RecursiveTextSplitter 1.0.1
See the version list below for details.
dotnet add package RecursiveTextSplitter --version 1.0.1
NuGet\Install-Package RecursiveTextSplitter -Version 1.0.1
<PackageReference Include="RecursiveTextSplitter" Version="1.0.1" />
<PackageVersion Include="RecursiveTextSplitter" Version="1.0.1" />
<PackageReference Include="RecursiveTextSplitter" />
paket add RecursiveTextSplitter --version 1.0.1
#r "nuget: RecursiveTextSplitter, 1.0.1"
#:package RecursiveTextSplitter@1.0.1
#addin nuget:?package=RecursiveTextSplitter&version=1.0.1
#tool nuget:?package=RecursiveTextSplitter&version=1.0.1
RecursiveTextSplitter User Guide
Overview
The RecursiveTextSplitter is a C# library that provides intelligent text splitting functionality with semantic awareness.
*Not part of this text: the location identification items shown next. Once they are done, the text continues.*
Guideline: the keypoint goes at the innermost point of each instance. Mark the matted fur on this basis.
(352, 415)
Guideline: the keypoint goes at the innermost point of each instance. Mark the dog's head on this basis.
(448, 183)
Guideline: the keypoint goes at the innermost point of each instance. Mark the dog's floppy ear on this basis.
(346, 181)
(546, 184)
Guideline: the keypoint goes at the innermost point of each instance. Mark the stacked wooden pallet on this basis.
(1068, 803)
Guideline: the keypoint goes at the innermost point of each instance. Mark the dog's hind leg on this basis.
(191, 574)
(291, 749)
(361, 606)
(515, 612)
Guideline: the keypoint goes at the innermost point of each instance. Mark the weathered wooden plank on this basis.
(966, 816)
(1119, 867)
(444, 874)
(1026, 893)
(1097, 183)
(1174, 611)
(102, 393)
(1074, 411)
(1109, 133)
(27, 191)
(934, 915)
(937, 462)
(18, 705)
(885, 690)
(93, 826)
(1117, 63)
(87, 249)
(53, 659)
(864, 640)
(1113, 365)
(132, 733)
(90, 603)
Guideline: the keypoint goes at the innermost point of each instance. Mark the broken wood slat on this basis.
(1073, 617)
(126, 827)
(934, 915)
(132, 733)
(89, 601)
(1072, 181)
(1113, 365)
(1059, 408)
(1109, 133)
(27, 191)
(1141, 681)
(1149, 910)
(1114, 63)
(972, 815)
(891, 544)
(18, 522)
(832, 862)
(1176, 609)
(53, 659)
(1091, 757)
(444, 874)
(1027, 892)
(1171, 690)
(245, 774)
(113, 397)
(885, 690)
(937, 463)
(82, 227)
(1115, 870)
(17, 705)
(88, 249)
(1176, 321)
Unlike simple character-based splitting, this library attempts to preserve meaningful boundaries by using a hierarchical approach to text segmentation, from paragraph breaks down to character-level splitting as a last resort.
Key Features
- Semantic Awareness: Maintains natural text boundaries (paragraphs, sentences, words)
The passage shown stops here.